La procura di Milano ha aperto un fascicolo di inchiesta sulla vicenda dei presunti fondi russi alla Lega di cui hanno parlato in inchieste giornalistiche sia il sito americano BuzzFeed sia il settimanale L’Espresso. L’ipotesi di reato è corruzione internazionale.
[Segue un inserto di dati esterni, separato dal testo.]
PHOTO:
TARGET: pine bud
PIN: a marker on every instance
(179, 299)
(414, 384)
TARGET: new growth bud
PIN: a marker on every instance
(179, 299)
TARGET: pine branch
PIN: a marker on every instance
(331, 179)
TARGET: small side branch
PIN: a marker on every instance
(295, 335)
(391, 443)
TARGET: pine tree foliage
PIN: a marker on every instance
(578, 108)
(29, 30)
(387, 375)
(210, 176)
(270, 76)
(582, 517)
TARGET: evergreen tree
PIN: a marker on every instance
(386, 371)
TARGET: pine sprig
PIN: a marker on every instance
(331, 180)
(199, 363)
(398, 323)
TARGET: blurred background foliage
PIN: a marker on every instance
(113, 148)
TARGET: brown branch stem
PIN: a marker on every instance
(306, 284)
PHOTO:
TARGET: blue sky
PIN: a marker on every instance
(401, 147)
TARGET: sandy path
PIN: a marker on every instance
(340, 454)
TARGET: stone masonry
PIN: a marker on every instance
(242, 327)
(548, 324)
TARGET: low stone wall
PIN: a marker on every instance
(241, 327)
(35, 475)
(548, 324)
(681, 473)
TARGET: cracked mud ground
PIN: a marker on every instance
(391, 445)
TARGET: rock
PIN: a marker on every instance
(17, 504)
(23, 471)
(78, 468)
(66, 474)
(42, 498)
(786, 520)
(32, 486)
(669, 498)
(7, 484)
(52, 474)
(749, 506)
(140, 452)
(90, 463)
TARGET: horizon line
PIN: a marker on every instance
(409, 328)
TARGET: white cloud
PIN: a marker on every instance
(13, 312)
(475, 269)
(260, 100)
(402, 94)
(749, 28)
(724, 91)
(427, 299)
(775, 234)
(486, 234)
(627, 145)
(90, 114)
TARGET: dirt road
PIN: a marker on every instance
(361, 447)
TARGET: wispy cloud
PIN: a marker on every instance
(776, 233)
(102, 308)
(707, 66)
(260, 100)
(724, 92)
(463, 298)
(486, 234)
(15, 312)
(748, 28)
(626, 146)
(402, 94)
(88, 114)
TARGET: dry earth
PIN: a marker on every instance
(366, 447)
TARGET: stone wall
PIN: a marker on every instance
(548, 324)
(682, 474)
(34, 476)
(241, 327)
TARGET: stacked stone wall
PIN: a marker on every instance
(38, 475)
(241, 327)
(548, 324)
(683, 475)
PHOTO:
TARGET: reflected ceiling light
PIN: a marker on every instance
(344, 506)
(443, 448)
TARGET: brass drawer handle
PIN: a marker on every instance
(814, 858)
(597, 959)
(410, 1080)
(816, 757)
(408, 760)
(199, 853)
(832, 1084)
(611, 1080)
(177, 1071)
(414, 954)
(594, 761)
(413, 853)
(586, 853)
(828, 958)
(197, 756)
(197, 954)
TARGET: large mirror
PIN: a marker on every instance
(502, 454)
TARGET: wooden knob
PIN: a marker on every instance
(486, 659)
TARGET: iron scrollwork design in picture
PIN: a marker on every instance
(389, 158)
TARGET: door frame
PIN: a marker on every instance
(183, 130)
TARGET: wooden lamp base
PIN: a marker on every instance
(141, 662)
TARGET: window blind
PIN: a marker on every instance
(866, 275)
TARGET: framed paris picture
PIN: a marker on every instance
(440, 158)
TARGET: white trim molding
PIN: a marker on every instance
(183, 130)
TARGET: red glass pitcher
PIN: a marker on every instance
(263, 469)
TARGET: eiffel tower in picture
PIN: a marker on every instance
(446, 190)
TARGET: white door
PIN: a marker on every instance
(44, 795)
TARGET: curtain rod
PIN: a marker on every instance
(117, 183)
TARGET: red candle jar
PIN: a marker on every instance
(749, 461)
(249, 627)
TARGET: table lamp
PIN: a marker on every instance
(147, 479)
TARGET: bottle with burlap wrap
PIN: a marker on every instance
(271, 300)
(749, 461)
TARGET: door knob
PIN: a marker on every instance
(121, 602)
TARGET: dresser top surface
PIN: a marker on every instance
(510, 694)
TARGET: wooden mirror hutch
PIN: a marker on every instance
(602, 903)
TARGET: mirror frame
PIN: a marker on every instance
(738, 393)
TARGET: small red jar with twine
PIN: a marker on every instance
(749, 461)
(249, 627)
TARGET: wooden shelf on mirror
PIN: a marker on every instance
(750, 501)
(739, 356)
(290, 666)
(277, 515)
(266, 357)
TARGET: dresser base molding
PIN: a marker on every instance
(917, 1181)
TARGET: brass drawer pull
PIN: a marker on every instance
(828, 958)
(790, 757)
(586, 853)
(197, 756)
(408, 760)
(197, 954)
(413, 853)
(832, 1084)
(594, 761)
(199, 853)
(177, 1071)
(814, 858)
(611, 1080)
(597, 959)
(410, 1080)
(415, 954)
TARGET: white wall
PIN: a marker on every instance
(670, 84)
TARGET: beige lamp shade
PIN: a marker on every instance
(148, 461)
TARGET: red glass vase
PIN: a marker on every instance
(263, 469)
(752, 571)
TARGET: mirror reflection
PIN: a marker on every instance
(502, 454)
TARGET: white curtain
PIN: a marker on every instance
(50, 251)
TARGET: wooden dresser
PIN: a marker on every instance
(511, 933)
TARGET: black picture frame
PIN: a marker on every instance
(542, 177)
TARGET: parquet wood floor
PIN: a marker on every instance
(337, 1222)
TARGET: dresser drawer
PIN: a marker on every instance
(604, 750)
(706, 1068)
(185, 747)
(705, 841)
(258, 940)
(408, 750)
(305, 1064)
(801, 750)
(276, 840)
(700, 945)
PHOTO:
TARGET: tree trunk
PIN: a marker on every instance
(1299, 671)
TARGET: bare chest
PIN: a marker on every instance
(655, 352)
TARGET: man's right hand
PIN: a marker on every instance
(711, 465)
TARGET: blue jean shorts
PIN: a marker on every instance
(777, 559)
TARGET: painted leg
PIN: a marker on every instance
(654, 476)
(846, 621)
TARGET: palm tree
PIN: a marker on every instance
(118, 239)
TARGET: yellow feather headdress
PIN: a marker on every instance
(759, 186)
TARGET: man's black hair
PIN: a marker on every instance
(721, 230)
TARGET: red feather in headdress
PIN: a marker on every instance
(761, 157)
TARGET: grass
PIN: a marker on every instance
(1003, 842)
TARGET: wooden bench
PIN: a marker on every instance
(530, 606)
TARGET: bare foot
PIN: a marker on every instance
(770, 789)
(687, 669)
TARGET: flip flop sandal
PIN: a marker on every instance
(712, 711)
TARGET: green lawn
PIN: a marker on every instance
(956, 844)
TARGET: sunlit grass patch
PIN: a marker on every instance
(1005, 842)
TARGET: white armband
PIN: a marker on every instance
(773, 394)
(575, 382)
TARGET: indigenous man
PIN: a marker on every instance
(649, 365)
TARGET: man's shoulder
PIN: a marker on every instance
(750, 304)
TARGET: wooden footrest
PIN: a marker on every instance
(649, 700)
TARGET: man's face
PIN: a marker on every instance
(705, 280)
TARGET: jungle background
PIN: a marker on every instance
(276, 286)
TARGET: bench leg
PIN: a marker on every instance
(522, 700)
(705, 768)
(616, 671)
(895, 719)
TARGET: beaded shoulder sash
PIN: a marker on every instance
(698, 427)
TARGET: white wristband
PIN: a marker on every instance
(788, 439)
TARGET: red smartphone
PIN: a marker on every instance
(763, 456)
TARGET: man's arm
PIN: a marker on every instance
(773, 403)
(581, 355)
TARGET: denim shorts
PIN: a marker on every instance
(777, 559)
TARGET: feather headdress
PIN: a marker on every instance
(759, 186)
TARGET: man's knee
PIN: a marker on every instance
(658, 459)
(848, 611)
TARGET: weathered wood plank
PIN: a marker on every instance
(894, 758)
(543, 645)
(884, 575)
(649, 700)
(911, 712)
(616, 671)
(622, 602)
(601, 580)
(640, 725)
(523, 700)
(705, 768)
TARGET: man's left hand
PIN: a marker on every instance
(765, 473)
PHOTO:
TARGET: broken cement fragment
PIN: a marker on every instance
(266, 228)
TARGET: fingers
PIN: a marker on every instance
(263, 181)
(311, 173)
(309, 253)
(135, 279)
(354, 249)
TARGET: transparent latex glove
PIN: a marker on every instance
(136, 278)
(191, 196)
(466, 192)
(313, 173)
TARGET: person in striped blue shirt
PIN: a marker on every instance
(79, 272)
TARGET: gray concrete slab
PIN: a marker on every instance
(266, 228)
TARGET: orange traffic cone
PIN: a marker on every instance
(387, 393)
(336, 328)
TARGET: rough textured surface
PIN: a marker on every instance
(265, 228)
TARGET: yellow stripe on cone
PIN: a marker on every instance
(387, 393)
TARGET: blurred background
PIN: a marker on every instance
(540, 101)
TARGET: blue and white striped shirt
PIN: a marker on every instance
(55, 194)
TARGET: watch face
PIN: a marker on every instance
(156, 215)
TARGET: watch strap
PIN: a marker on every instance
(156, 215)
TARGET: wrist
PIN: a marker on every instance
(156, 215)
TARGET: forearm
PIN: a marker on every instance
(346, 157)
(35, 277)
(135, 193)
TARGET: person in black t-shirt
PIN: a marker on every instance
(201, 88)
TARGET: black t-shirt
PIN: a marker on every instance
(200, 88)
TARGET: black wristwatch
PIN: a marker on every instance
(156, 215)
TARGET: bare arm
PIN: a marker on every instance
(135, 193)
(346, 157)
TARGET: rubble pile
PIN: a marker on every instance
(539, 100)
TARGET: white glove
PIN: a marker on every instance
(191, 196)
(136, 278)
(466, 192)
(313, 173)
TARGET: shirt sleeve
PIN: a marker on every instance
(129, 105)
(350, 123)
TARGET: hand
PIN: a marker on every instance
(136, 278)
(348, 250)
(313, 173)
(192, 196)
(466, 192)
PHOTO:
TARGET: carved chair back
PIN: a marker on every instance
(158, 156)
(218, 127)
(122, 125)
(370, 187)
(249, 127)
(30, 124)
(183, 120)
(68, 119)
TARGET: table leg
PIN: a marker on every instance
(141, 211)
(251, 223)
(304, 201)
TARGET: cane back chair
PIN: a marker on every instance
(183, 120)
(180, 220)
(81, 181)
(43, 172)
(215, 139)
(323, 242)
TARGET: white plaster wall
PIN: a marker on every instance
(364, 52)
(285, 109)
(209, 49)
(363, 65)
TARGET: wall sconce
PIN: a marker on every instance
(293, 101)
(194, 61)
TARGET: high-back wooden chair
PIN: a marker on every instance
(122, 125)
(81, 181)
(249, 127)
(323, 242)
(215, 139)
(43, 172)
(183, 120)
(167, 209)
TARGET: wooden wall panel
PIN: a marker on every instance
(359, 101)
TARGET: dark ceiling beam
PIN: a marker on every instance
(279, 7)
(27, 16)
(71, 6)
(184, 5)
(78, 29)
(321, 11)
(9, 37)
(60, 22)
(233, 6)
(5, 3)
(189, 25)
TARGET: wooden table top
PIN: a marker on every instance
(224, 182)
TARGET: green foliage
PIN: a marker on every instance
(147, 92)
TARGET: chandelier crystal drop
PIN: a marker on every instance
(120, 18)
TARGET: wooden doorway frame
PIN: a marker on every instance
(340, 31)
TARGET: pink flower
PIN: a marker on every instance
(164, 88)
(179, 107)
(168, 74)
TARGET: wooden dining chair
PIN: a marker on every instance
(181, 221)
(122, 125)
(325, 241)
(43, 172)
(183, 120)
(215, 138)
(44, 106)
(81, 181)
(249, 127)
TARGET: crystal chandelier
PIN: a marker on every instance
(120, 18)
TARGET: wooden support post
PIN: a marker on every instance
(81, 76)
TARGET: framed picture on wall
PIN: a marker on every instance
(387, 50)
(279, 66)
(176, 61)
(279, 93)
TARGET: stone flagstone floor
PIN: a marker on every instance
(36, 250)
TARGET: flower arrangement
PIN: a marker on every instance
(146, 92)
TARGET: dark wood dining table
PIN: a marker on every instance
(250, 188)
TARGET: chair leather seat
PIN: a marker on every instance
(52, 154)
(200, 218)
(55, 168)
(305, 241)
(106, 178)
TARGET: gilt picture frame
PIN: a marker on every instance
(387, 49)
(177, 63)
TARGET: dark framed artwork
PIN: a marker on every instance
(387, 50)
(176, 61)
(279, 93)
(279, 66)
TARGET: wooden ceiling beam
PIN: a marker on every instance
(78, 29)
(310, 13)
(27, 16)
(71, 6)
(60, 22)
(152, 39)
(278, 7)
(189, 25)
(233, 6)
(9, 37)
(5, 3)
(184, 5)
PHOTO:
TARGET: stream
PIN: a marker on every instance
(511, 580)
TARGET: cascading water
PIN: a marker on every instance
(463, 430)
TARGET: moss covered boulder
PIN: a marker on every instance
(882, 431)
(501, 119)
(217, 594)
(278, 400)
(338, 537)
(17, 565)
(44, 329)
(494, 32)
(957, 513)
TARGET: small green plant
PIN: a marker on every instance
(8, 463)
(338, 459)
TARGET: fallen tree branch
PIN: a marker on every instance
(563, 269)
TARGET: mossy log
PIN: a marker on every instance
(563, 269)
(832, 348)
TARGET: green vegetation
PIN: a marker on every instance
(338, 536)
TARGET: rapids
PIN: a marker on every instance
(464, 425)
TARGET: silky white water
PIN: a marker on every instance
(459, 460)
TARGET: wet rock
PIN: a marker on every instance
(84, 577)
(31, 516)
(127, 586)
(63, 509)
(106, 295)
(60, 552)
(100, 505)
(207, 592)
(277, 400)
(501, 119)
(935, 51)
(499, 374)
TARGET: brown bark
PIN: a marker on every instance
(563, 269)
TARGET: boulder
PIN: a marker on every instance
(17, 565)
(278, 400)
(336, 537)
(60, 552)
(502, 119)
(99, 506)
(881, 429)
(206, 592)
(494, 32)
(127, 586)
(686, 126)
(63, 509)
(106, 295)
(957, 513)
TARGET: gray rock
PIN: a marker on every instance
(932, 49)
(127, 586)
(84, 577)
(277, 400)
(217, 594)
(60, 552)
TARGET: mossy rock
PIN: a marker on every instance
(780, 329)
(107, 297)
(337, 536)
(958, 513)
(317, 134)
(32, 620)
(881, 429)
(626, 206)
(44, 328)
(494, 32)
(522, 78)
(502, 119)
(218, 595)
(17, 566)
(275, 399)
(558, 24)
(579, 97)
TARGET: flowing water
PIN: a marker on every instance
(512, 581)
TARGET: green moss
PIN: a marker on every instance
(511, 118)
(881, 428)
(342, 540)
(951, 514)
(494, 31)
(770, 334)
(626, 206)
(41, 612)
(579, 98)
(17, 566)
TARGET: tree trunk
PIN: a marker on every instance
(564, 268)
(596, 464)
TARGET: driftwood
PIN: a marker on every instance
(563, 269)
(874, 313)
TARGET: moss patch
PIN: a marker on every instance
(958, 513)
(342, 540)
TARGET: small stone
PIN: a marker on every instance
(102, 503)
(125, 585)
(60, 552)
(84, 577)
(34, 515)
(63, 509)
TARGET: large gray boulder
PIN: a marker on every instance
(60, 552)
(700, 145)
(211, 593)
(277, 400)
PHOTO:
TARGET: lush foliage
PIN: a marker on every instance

La procura di Milano indaga sui rubli alla Lega

L’inchiesta, affidata al procuratore aggiunto Fabio De Pasquale e ai pm Sergio Spadaro e Gaetano Ruta del dipartimento ‘reati economici transnazionali’, e’ stata avviata dopo la pubblicazione della ricostruzione giornalistica della vicenda da parte del settimanale ‘L’Espresso’ nel febbraio scorso. L’indagine ha gia’ un’ipotesi di reato che, al momento, non e’ nota e affronta i temi sollevati dai cronisti del settimanale. Al centro della vicenda, ci sarebbe Gianluca Savoini, animatore dell’associazione Lombardia-Russia. Ieri, il sito americano Buzzfeed ha pubblicato ampi stralci di alcune registrazioni dalle quali emergerebbe che il 18 ottobre scorso Savoini si sarebbe incontrato con alcune persone “per negoziare i termini di un accordo per inviare milioni di dollari frutto dei proventi del petrolio russo al partito di Salvini, attraverso un canale segreto”. Immediata la reazione di Salvini: “Ho gia’ querelato in passato, lo faro’ anche oggi, domani e dopodomani, mai preso un rublo, un euro, un dollaro o un litro di vodka di finanziamento dalla Russia”.

La notizia arriva proprio nel giorno in cui la presidente del Senato Elisabetta Casellati ha sostenuto a Palazzo Madama che quelli sulla Lega erano “pettegolezzi giornalistici”.